NL/Prabhupada 0356 - We werken niet wispelturig, we nemen de gezaghebbende versie van de sastra's



Lecture at World Health Organization -- Geneva, June 6, 1974

Prabhupāda: Het is de plicht van de overheid om er voor te zorgen dat niemand werkeloos is. Dat is een goede regering. Niemand is werkeloos. Dat is het Vedische systeem. De maatschappij was onderverdeeld in vier divisies: brāhmaṇa, kṣatriya, vaiśya, śūdra. En het was de plicht van de regering of de koning om te zien dat de brāhmaṇa zijn plicht doet als brāhmaṇa, dat de kṣatriya zijn plicht doet als kṣatriya. Net zo voor de vaiśya. Dus het is de plicht van de regering om te kijken waarom mensen werkeloos zijn. Dan zal het probleem opgelost worden.

Gast: Maar het zijn de mensen die ook in de regering zitten.

Prabhupāda: Eh?

Gast: De gevestigde orde, de vermogende mensen, de landeigenaren, die hebben ook een sterke stem in de regering.

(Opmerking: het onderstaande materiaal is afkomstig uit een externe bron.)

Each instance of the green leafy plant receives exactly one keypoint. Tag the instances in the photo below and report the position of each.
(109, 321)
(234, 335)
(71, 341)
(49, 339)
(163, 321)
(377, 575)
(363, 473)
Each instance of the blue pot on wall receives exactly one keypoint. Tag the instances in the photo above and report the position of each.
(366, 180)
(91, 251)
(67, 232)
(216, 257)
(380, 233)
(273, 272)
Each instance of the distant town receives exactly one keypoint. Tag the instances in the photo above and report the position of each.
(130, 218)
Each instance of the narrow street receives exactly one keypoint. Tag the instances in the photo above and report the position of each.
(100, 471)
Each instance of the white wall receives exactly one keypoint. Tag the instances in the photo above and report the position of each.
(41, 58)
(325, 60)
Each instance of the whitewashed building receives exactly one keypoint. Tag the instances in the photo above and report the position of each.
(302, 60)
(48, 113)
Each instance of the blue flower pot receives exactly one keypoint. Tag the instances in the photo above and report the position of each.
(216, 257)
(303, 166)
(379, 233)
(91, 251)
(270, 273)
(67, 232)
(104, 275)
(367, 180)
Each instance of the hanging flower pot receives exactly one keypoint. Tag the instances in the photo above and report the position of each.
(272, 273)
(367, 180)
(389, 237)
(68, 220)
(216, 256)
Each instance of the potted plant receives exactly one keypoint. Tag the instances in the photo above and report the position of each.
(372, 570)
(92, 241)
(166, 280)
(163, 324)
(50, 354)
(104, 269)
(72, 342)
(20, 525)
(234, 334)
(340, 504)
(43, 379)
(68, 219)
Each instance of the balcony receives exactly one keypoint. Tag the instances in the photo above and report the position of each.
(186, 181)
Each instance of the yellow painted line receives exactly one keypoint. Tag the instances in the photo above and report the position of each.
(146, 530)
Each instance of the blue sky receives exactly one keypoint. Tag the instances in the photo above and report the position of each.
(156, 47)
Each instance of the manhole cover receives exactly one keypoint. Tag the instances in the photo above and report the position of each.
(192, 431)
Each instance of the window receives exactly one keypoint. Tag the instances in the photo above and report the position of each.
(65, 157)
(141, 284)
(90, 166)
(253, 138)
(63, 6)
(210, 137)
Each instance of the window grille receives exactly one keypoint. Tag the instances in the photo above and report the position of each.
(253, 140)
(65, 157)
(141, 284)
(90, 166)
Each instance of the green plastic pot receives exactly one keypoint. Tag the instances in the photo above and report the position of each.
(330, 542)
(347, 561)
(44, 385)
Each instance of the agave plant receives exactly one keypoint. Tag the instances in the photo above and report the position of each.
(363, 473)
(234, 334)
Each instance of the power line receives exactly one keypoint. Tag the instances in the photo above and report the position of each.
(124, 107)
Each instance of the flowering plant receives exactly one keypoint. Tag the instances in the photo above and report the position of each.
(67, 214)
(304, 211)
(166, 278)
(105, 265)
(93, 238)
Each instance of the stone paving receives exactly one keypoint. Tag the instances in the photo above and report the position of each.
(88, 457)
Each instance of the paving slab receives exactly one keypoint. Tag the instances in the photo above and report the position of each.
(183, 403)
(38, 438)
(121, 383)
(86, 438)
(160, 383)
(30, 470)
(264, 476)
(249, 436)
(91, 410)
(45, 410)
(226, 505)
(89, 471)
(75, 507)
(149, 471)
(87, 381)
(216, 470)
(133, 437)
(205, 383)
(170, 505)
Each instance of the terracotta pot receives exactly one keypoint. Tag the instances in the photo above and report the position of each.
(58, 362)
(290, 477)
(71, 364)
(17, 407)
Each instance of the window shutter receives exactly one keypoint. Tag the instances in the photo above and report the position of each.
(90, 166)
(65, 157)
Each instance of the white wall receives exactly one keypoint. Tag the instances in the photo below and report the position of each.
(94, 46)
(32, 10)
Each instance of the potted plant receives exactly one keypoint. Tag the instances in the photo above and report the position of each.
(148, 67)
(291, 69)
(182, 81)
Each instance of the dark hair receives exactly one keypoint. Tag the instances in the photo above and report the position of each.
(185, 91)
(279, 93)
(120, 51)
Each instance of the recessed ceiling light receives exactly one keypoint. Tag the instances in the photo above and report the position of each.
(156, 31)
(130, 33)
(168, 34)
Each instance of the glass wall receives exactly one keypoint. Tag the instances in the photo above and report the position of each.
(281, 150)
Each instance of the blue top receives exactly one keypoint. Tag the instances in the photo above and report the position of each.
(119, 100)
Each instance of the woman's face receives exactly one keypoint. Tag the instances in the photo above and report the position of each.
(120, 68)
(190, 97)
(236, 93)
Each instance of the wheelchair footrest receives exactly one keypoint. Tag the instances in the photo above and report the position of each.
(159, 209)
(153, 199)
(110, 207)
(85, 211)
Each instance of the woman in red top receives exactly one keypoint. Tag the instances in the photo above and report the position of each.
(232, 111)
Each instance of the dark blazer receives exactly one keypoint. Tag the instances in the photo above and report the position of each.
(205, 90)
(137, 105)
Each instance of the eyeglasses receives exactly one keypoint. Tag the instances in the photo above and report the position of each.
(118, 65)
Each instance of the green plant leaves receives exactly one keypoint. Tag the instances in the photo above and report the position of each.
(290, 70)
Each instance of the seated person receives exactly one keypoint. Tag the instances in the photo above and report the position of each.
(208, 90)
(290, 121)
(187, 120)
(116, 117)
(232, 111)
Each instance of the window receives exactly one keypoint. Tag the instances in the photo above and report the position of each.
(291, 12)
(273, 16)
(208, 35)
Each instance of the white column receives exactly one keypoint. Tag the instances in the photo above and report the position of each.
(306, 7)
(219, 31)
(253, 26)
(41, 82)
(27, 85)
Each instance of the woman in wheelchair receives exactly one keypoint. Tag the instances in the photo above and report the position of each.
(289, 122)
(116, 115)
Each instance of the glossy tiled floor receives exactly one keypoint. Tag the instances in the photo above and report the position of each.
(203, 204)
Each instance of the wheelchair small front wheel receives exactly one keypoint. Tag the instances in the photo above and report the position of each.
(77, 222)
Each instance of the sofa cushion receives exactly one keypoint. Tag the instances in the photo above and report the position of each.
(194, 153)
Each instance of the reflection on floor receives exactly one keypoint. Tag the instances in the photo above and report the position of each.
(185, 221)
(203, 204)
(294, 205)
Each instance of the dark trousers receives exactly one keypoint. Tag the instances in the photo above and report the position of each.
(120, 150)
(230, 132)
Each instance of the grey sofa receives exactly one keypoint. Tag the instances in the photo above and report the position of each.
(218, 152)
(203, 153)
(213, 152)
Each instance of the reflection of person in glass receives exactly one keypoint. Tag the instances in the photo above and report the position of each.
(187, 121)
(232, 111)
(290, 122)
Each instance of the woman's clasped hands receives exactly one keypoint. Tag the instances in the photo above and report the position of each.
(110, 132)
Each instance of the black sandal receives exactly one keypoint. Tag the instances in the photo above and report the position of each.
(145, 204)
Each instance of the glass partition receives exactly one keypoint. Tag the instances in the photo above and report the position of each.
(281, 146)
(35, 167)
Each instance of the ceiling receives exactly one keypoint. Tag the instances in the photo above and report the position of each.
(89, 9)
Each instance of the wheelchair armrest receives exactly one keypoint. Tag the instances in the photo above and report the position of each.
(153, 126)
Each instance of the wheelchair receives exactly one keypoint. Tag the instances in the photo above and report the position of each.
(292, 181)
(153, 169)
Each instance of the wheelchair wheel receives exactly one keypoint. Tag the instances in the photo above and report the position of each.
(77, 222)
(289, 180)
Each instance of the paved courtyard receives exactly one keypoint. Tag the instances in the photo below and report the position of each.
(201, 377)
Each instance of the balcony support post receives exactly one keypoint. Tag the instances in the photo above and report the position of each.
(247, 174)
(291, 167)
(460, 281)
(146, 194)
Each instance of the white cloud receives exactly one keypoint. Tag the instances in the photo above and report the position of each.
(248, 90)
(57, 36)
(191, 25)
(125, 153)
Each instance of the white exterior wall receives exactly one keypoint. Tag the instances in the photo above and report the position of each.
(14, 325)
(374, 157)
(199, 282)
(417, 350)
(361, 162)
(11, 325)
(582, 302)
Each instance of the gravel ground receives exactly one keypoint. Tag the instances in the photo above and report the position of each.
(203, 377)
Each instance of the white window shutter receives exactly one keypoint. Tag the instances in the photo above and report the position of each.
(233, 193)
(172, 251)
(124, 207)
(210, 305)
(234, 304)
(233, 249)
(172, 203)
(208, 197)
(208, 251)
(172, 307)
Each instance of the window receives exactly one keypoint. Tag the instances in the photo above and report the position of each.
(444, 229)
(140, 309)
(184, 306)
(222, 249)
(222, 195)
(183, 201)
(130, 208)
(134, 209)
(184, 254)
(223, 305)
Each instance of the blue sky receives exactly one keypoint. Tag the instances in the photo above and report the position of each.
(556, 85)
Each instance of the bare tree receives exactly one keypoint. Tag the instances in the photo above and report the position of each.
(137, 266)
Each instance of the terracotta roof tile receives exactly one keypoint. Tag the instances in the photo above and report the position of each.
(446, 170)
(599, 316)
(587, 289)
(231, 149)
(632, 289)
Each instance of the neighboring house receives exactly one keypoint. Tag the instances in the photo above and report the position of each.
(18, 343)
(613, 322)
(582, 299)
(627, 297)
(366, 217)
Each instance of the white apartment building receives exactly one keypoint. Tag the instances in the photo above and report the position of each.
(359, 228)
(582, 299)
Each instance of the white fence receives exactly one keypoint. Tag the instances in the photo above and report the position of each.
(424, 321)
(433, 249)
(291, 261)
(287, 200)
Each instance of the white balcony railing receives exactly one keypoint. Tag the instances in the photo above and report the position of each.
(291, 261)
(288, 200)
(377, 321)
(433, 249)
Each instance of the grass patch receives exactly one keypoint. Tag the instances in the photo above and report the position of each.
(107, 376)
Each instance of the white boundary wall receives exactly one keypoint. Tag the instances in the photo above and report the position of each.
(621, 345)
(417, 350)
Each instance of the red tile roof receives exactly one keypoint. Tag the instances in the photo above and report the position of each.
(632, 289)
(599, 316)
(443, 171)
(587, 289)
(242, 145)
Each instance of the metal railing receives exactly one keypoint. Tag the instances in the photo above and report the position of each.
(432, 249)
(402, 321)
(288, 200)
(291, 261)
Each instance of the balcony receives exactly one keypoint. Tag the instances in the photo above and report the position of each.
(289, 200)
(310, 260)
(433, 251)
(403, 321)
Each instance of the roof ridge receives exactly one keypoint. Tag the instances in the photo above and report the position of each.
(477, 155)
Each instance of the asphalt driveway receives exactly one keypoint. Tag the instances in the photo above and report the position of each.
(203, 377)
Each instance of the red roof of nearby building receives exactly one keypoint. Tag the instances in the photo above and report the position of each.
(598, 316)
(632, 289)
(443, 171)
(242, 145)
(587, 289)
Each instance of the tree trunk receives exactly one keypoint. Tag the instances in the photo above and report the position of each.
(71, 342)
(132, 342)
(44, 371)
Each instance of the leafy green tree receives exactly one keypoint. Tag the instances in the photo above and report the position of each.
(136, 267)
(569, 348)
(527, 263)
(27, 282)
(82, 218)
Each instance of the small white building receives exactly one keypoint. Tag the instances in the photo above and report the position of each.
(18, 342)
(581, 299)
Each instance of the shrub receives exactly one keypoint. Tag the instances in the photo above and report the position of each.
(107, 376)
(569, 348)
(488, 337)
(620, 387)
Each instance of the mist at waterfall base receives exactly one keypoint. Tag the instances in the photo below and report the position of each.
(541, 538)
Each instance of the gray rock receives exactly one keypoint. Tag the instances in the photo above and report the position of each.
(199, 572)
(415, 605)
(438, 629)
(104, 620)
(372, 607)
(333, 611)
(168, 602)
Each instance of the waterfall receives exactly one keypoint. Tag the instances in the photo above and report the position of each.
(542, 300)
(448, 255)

Prabhupāda: Nee, dat betekent slechte regering.

Gast: Ja, dat is waar.

Prabhupāda: Dat is slechte regering. Buiten dat is het de plicht van de regering om te zien dat iedereen werk heeft.

Gast: Waar ik naar uitkijk is de dag waarop de Kṛṣṇa-bewustzijnsbeweging een echte revolutionaire beweging kan worden die het aangezicht van de samenleving zal veranderen.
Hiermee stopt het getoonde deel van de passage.